UNE DOUBLE COHABITATION
M. El Othmani paraît au milieu du gué, entre deux chaises. Une situation inconfortable. Et pas tenable bien longtemps.
Il y a donc l’écume des jours et leurs clapotis; et puis le reste, les lames de fond motrices qui, elles, peuvent peser de tout leur poids, le moment venu sur la situation politique actuelle. Qu’en est-il au juste? A la surface, cette histoire finalement désagréable de ces conseils de gouvernement présidés par Saâd Eddine El Othmani, à la tête du nouvel Exécutif depuis le 5 avril 2017. Absences justifiées des ministres RNI et USFP, exception faite de la secrétaire d’Etat du parti de la colombe, Lamia Boutaleb? On voudrait le croire mais des interrogations légitimes subsistent.
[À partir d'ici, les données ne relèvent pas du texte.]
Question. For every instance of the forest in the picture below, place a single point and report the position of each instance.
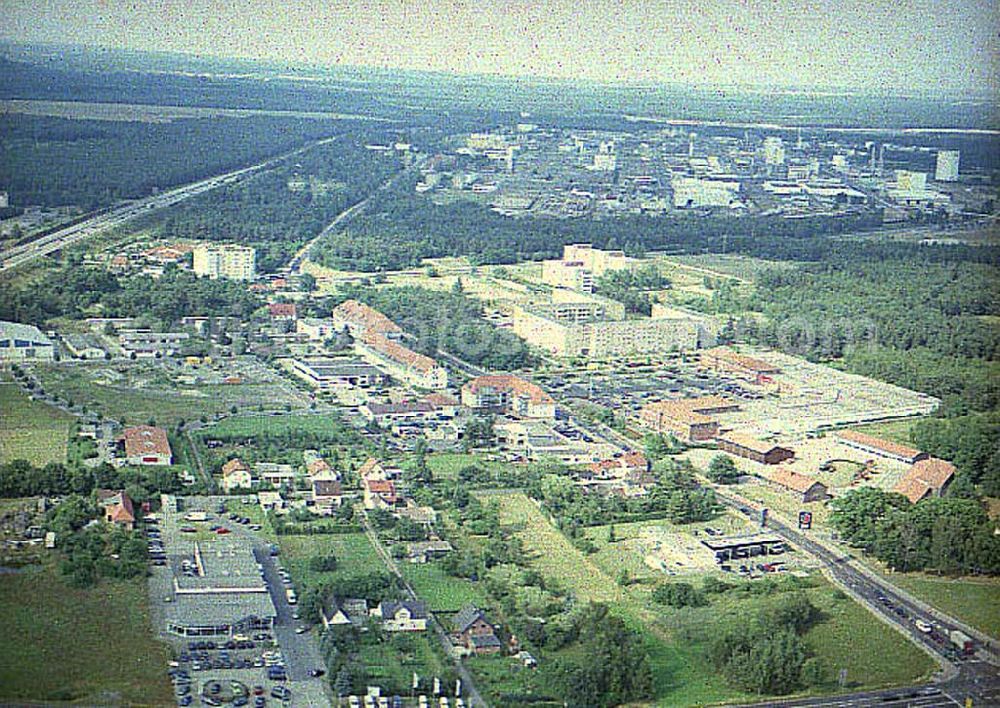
(400, 229)
(73, 291)
(277, 212)
(946, 535)
(91, 164)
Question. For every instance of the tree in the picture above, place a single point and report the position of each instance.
(722, 470)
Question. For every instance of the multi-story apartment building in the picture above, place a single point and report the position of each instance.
(228, 261)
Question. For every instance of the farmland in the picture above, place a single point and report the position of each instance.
(31, 430)
(677, 639)
(128, 668)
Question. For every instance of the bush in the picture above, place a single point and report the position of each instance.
(679, 595)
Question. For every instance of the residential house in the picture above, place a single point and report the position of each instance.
(236, 475)
(423, 551)
(380, 494)
(509, 395)
(326, 494)
(343, 612)
(925, 478)
(118, 508)
(274, 473)
(474, 631)
(147, 445)
(401, 616)
(282, 311)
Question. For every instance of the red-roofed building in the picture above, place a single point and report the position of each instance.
(628, 464)
(147, 445)
(878, 446)
(725, 360)
(401, 363)
(688, 419)
(805, 488)
(282, 311)
(751, 448)
(508, 394)
(118, 508)
(380, 494)
(926, 478)
(360, 319)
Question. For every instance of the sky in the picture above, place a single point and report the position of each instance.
(900, 45)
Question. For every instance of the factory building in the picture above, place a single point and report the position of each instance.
(20, 342)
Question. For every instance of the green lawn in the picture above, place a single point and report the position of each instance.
(354, 553)
(31, 430)
(93, 646)
(898, 430)
(150, 397)
(446, 465)
(393, 662)
(442, 592)
(676, 639)
(975, 601)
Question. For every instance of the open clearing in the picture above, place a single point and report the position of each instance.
(30, 430)
(849, 638)
(93, 646)
(974, 600)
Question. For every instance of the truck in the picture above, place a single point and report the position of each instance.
(961, 640)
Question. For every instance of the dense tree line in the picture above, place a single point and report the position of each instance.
(972, 442)
(948, 535)
(676, 496)
(278, 211)
(75, 292)
(632, 287)
(450, 321)
(19, 478)
(401, 228)
(90, 163)
(615, 668)
(765, 654)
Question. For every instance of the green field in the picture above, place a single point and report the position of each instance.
(354, 553)
(848, 638)
(975, 601)
(93, 646)
(898, 430)
(30, 430)
(442, 592)
(142, 394)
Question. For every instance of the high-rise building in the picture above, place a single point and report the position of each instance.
(947, 166)
(774, 151)
(907, 181)
(225, 261)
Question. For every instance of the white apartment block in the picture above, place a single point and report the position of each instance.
(225, 261)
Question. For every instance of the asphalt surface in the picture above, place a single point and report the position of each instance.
(300, 651)
(123, 212)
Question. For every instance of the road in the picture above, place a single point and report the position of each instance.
(472, 695)
(343, 217)
(121, 213)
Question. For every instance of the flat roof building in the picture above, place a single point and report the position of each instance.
(508, 394)
(147, 445)
(21, 342)
(229, 261)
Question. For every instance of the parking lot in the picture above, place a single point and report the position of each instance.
(246, 665)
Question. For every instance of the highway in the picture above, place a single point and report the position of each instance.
(121, 213)
(295, 265)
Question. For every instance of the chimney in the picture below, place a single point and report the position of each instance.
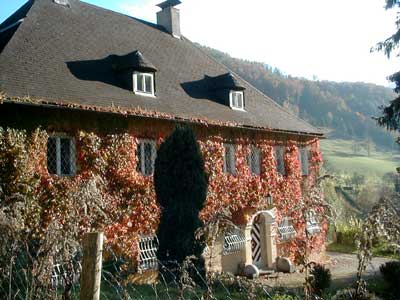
(169, 18)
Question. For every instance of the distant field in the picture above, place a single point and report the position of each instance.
(346, 156)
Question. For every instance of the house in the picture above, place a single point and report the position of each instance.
(75, 70)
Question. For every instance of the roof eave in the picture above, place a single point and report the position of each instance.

Bouder et boycotter un conseil de gouvernement, ce n’est pas banal. Dans la pratique institutionnelle depuis plus de 60 ans, jamais l’on n’avait été placé ni confronté à une telle situation. Alors quoi? Que les deux chefs de parti concernés, Aziz Akhannouch et Driss Lachgar, ont voulu exprimer leur position à propos des déclarations de Abdelilah Benkirane en date du samedi 3 février 2018, lors des assises du VIème congrès de la jeunesse PJD, en présence de Saâd Eddine El Othmani, par ailleurs secrétaire général de la formation islamiste et Chef du gouvernement. Ils lui ont reproché de ne pas se démarquer de ces propos s’en prenant expressément à leurs propres personnes; de ne pas s’en désolidariser de manière publique alors qu’ils portent gravement atteinte à la majorité.
Tout ce que ce dernier a pu leur accorder, après au moins deux réunions avec eux dont la dernière, à son domicile personnel, dimanche 10 février, c’est une déclaration précisant que les déclarations de Benkirane n’auraient pas de conséquences sur la majorité. Pouvait-il dire plus? Pas vraiment. Il lui est en effet difficile d’interdire de parole «Si Abdelilah », plus encore de le déférer devant la commission de discipline du PJD… Surréaliste!
Alors? El Othmani doit aujourd’hui naviguer au plus près, au jour le jour même sans doute, pour «gérer» une situation s’apparentant à un schéma de double cohabitation. Une première cohabitation avec une équipe dans son propre parti -et une équipe pas marginale. Dans ce courant, que trouve-t-on? Près de la moitié des membres du congrès tenu les 9 et 10 décembre 2017. Il est d’ailleurs vraisemblable que ce rapport de forces ait évolué depuis deux mois. A ce capital, il faut ajouter une majorité du groupe parlementaire et la quasi-totalité de la jeunesse PJD derrière Benkirane. Tous ces segments sont mobilisés autour des ferveurs militantes du discours de Benkirane des précédentes années alors qu’en creux, celui d’El Othmani, parce que «gestionnaire», n’offre pas les mêmes motifs d’attractivité et d’adhésion.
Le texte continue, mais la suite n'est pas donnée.